CHICAGO -- Bankrupt auto parts supplier Delphi Corp. plans to offer executives cash and up to a 10 percent stake in a reorganized Delphi as an incentive to stay, while seeking massive concessions from hourly workers.
Delphi's key employee compensation plan, which requires court approval, also provides for annual cash bonuses to encourage executives to stay through its restructuring, which it plans to complete by mid-2007, Delphi said in court papers.
"As a result of the debtor's financial performance, many of the company's incentive-based compensation programs failed to provide (its) salaried and executive work force with total compensation that is competitive with the industry norm," Delphi said.
Delphi on Saturday, Oct. 8, filed the largest bankruptcy in U.S. automotive history, promising substantial U.S. job and plant cuts after failing to obtain wage and benefit concessions from the United Auto Workers or financial aid from former parent General Motors.
The bonus proposal comes on top of Delphi's announcement Friday, Oct. 7, that it had sweetened severance packages for 21 top executives, a move the UAW said made the "bitter pill" of the company's bankruptcy filing Saturday all the more disappointing.
The Troy, Michigan-based company filed numerous motions along with the bankruptcy petitions for its U.S. units seeking approval of legal and financial advisers, the key employee compensation plan and a scheduling order for labor contracts.

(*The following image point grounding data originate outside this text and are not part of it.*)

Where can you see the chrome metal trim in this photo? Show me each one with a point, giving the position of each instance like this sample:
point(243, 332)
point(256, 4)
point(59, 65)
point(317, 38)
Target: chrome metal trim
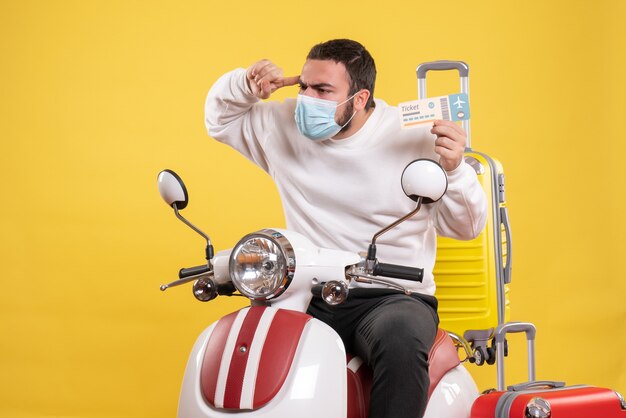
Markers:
point(288, 253)
point(207, 275)
point(366, 278)
point(335, 292)
point(538, 408)
point(460, 342)
point(475, 164)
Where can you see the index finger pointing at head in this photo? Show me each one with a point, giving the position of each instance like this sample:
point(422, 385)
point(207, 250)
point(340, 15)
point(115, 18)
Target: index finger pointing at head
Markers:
point(287, 81)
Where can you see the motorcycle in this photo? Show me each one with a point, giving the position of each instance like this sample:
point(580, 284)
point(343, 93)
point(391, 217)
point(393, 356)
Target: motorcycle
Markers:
point(271, 359)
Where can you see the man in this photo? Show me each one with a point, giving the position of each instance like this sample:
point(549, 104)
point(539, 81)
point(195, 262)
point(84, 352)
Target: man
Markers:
point(336, 155)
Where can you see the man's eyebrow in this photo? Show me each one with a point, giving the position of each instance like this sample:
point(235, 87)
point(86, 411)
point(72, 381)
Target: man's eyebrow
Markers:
point(315, 86)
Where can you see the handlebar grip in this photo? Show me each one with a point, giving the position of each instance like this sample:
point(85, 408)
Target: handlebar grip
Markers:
point(192, 271)
point(397, 271)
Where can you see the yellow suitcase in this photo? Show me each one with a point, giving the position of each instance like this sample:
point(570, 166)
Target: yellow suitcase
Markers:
point(473, 277)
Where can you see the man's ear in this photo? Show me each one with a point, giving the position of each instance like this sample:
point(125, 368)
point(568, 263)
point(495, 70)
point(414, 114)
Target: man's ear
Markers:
point(360, 100)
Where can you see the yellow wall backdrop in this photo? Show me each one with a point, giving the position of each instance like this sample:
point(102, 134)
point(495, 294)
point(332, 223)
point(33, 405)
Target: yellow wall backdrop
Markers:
point(97, 96)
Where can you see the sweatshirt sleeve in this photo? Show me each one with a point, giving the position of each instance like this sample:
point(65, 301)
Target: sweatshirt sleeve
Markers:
point(462, 211)
point(234, 116)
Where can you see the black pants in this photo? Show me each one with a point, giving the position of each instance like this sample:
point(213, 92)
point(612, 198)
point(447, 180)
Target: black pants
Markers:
point(393, 334)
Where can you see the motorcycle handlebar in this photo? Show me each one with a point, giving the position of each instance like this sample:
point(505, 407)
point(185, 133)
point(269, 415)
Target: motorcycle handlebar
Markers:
point(193, 271)
point(397, 271)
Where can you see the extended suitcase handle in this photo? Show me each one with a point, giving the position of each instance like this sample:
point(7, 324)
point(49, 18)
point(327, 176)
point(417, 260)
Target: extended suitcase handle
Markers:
point(444, 65)
point(537, 384)
point(500, 335)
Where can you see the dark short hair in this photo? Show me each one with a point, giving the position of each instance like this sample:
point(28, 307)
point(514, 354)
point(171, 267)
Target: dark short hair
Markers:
point(358, 62)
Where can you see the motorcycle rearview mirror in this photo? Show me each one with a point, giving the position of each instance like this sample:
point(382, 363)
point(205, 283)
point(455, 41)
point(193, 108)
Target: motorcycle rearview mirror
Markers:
point(172, 189)
point(423, 181)
point(174, 193)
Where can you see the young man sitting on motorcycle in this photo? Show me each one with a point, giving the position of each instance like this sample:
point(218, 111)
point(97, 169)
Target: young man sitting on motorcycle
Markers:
point(336, 154)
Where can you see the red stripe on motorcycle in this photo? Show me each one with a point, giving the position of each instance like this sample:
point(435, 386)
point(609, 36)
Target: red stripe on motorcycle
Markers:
point(236, 371)
point(213, 356)
point(278, 353)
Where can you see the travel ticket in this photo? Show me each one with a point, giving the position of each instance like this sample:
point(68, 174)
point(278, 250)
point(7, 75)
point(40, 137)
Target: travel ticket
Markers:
point(454, 107)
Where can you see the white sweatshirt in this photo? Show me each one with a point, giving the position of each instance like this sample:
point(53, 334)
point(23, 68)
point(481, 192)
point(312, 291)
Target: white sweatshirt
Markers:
point(339, 193)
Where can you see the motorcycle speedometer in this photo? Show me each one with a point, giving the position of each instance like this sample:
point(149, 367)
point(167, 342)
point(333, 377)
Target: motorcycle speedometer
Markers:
point(262, 264)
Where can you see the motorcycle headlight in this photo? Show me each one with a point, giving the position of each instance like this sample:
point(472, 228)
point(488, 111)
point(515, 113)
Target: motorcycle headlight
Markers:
point(262, 264)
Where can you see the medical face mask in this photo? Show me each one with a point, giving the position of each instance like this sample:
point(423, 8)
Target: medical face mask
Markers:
point(315, 118)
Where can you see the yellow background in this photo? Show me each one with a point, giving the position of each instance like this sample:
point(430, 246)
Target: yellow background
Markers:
point(97, 96)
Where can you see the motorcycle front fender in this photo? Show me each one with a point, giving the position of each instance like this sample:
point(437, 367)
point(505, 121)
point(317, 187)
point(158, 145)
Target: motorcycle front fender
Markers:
point(315, 384)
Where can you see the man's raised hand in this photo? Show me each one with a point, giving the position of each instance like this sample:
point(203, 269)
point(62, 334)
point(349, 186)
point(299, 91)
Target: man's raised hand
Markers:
point(264, 78)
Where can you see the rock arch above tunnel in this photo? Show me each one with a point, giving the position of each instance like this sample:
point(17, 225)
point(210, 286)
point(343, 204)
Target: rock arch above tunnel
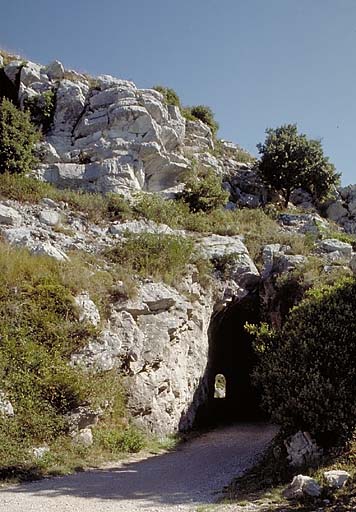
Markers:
point(231, 355)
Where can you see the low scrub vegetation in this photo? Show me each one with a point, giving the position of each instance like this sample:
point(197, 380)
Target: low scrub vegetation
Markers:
point(95, 207)
point(203, 191)
point(18, 137)
point(202, 113)
point(163, 257)
point(170, 96)
point(39, 331)
point(307, 368)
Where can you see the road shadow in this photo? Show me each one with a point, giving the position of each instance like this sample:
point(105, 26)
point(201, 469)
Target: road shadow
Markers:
point(193, 474)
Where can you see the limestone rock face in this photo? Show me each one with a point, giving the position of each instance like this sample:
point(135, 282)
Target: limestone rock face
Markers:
point(231, 253)
point(343, 208)
point(107, 135)
point(302, 486)
point(331, 245)
point(337, 478)
point(159, 341)
point(88, 312)
point(302, 449)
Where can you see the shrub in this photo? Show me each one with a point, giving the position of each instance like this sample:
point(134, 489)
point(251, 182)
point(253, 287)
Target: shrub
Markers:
point(307, 370)
point(204, 114)
point(160, 256)
point(290, 161)
point(203, 191)
point(239, 154)
point(41, 108)
point(170, 95)
point(95, 206)
point(17, 140)
point(39, 331)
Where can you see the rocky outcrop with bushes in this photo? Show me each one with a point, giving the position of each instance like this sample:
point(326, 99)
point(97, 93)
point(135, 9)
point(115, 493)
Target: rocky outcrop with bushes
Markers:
point(136, 228)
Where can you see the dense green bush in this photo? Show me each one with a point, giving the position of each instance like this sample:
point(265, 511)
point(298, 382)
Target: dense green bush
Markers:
point(17, 139)
point(147, 254)
point(42, 109)
point(203, 191)
point(118, 441)
point(39, 330)
point(290, 160)
point(204, 114)
point(307, 370)
point(170, 95)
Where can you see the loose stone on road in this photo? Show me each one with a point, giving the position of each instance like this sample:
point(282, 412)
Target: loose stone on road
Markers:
point(182, 480)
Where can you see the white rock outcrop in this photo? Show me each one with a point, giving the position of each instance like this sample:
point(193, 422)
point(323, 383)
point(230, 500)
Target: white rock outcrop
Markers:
point(159, 341)
point(302, 449)
point(302, 486)
point(6, 408)
point(336, 478)
point(9, 216)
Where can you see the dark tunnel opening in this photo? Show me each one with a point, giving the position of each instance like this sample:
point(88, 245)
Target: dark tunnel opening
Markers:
point(231, 395)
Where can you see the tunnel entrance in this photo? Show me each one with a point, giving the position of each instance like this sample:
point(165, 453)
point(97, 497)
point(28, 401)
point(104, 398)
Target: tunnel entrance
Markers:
point(231, 396)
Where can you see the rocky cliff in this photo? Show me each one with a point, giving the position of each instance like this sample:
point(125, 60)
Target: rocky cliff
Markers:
point(106, 135)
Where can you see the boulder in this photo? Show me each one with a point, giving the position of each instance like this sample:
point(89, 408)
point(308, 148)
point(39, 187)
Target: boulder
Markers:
point(302, 486)
point(336, 211)
point(49, 217)
point(83, 438)
point(353, 263)
point(303, 223)
point(9, 216)
point(88, 312)
point(336, 478)
point(55, 70)
point(159, 342)
point(139, 226)
point(231, 253)
point(6, 408)
point(47, 249)
point(39, 452)
point(83, 417)
point(13, 69)
point(331, 245)
point(302, 449)
point(30, 73)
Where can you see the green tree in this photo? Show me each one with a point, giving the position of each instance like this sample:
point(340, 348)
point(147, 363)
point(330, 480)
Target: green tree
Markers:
point(205, 114)
point(307, 370)
point(170, 95)
point(18, 137)
point(290, 160)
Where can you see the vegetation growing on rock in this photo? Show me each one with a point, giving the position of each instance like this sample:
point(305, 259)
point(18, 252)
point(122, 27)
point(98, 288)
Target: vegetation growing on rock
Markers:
point(290, 161)
point(203, 191)
point(170, 96)
point(307, 370)
point(39, 331)
point(204, 114)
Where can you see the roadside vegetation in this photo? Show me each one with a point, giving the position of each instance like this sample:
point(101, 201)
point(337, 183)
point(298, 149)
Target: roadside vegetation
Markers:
point(39, 331)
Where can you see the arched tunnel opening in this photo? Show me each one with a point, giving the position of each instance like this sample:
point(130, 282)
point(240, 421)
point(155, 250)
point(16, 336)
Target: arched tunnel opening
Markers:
point(230, 393)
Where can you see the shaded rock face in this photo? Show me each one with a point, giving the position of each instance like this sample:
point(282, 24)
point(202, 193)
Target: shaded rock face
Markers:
point(343, 208)
point(230, 356)
point(159, 341)
point(106, 135)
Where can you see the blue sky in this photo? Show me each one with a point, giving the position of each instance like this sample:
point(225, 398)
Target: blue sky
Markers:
point(256, 63)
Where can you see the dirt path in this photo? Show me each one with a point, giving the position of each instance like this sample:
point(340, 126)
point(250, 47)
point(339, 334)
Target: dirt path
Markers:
point(182, 480)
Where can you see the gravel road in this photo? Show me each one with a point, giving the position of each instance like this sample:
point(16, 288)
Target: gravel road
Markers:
point(183, 480)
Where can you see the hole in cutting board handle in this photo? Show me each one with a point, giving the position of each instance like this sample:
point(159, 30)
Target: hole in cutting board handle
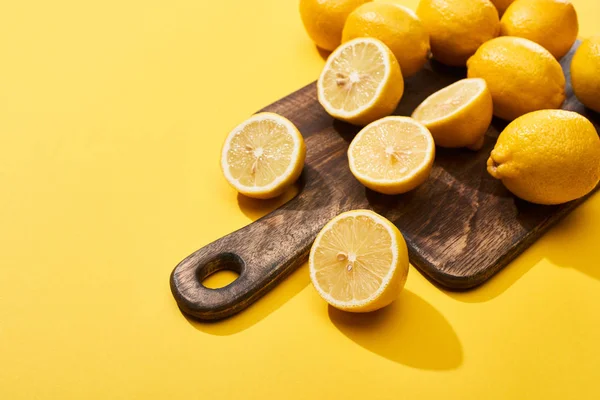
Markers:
point(220, 279)
point(221, 271)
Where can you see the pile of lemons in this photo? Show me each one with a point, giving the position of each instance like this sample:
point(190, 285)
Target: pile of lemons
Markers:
point(510, 49)
point(512, 70)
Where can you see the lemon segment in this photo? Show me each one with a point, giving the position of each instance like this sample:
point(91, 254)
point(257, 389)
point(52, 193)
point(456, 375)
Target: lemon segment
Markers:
point(458, 115)
point(263, 156)
point(585, 73)
point(359, 262)
point(392, 155)
point(361, 82)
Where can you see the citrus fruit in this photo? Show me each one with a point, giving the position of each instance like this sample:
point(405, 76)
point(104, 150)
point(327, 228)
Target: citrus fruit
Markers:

Delphi said it would submit proposed contract changes to its unions on or before Oct. 21 and would begin proceedings to void agreements if it cannot negotiate cuts by mid-December.
Under its proposed key employee compensation program, 486 U.S. executives would receive cash bonuses of 30 percent to 250 percent of their salary, totaling $87.9 million, upon Delphi's exit from bankruptcy or sale of the company.
For example, President Rodney O'Neal would get a total cash bonus of $2.75 million, based on a $1.15 million average salary. Some 464 executives could earn bonuses ranging from $50,000 to $475,000, based on salaries of $120,000 to $450,000.
Delphi proposes allocating a 10 percent stake in the restructured company among Delphi's 595 domestic and foreign executives, though it would not be granted if all or most of Delphi's assets are sold in the process.
One-third of the equity stake would be issued in restricted stock and two-thirds in options, with one-quarter vested at the exit and one-quarter at each of the first three anniversaries of its exit.
CEO Steve Miller would not participate in the annual incentive or emergence plan, but would be eligible for a discretionary bonus at the end of his tenure as CEO.